Crotty cannot be read as simply precluding the entry by the State into international agreements which will curtail the ability of the State to act in a manner contrary to those agreements. […] To limit the State’s ability to enter into such agreements purely because they may influence how the Government or the Oireachtas may choose to act in light of the international commitments thereby entered into would restrict rather than protect its sovereignty.”

Administration of justice

On the issue of whether the CETA Tribunals would be engaged in an impermissible administration of justice, the court considered the test for an administration of justice outlined in McDonald v. Bord Na gCon [1965] IR 217 and more recently in Zalewski v. Workplace Relations Commission [2021] IESC 24.
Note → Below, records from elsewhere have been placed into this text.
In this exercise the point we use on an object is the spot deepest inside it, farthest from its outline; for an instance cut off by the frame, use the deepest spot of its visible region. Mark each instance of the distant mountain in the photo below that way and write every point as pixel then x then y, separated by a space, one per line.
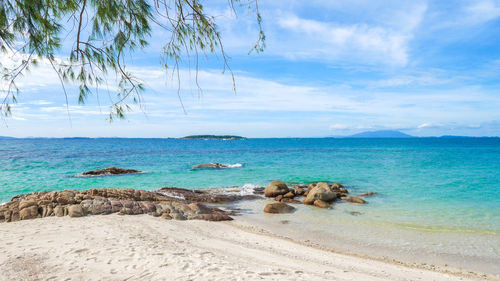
pixel 381 134
pixel 215 137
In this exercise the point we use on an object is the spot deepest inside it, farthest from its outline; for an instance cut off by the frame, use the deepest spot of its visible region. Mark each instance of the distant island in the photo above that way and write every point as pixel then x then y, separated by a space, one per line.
pixel 381 134
pixel 215 137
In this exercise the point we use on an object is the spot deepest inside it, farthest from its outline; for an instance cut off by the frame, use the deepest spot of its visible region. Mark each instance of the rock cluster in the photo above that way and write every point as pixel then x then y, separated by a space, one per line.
pixel 105 201
pixel 278 208
pixel 204 196
pixel 319 194
pixel 110 171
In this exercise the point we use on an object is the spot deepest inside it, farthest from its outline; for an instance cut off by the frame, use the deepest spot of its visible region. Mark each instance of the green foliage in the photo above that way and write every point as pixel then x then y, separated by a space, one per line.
pixel 105 32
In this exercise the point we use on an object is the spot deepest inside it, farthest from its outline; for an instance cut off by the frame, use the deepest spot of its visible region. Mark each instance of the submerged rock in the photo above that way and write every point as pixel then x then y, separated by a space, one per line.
pixel 353 199
pixel 210 166
pixel 276 188
pixel 278 208
pixel 367 194
pixel 110 171
pixel 204 196
pixel 105 201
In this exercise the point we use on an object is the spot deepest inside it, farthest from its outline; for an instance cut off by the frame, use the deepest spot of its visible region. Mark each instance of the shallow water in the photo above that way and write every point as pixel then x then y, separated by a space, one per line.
pixel 447 187
pixel 422 182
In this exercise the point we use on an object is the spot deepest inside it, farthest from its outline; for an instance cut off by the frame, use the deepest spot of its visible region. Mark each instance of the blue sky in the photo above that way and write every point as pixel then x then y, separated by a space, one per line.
pixel 426 68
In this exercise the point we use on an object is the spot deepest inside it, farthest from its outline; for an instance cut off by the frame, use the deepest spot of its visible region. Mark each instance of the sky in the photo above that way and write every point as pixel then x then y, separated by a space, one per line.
pixel 330 68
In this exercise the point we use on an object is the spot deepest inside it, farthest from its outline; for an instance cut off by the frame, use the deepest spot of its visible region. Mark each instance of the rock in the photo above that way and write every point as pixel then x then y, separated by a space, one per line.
pixel 203 196
pixel 28 213
pixel 353 199
pixel 321 204
pixel 65 197
pixel 337 185
pixel 27 203
pixel 299 190
pixel 110 171
pixel 178 216
pixel 321 191
pixel 166 216
pixel 210 166
pixel 76 211
pixel 215 217
pixel 60 211
pixel 276 188
pixel 114 200
pixel 367 194
pixel 47 211
pixel 289 200
pixel 278 208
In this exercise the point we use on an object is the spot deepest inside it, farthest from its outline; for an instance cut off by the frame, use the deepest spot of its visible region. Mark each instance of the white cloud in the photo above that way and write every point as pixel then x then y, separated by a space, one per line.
pixel 359 41
pixel 339 127
pixel 482 11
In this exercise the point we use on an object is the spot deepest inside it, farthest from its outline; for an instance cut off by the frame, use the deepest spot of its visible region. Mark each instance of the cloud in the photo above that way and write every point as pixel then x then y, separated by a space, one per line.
pixel 338 127
pixel 482 11
pixel 330 40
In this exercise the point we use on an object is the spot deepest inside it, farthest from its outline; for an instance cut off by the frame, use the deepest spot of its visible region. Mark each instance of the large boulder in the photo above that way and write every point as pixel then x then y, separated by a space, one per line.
pixel 278 208
pixel 106 201
pixel 367 194
pixel 276 188
pixel 76 211
pixel 321 204
pixel 321 191
pixel 28 213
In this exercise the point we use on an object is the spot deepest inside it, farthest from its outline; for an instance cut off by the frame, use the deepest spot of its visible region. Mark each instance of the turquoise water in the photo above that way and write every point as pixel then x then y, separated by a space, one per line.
pixel 428 183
The court was satisfied that the first three limbs of the McDonald test (subject-matter, decision and finality) were met. The court held that the fundamental question was whether the establishment of the new dispute resolution mechanism under the CETA subtracted from the Irish courts’ traditional jurisdiction.

On balance, the court did not believe that the Irish courts’ jurisdiction was interfered with by the CETA, stating that no clear analogy could be drawn with the facts in Zalewski. Rather, the CETA was an international agreement which did not represent a legislative choice made by the State in a domestic sense. Owing to the international nature of the Agreement, disputes under CETA could never fall within the exclusive jurisdiction of the parties and therefore could not be a subtraction of the Irish courts’ jurisdiction.

The court noted that many of the plaintiff’s concerns had already been answered by the CJEU in Opinion 1/17 30th April, 2019. The CJEU held that the CETA Tribunals did not form part of the judicial system of the parties. The CJEU emphasised that the CETA Tribunals did not adversely affect the EU legal order. It stated that the Tribunals operate within the international sphere and that parties retain a significant margin of appreciation to introduce public interest measures without attracting liability under CETA.


The court also agreed with the State that the CETA Tribunals would not be administering justice within Ireland because the disputes in the Tribunals would not be justiciable under national law. The court accepted a submission that international law was not justiciable by the Irish courts unless expressly provided for by the Oireachtas.

The court stated: “The disputes to be determined by the CETA Tribunal are non-justiciable, not because they are inherently incapable or unsuited to judicial resolution but because the Irish courts do not have jurisdiction to apply the law to which they are subject.” The court reached this conclusion because CETA was expressly framed as not being directly effective and because it was outside the judicial systems of the parties.

Further, the fact that a Canadian investor may have a choice of pursing a claim in the CETA Tribunal or in the Irish courts was not a subtraction of jurisdiction, the court said.

Locus standi

Finally, the court considered submissions made by the State on the entitlement of the plaintiff to raise the constitutional challenge to the case. The court determined that there was no difficulty with Mr Costello raising hypothetical arguments about potential consequences of the ratification of the CETA (Cahill v. Sutton [1980] IR 269).

However, the court accepted that Mr Costello could not raise equality arguments in respect of a putative Irish investor versus a putative Canadian investor. The argument was one which could be made by a future Irish investor after ratification of the CETA and therefore it should not be raised by the plaintiff in the proceedings.


The court rejected the constitutional challenge to the ratification of the CETA on the basis that Mr Costello failed to establish that the ratification would be clearly unconstitutional.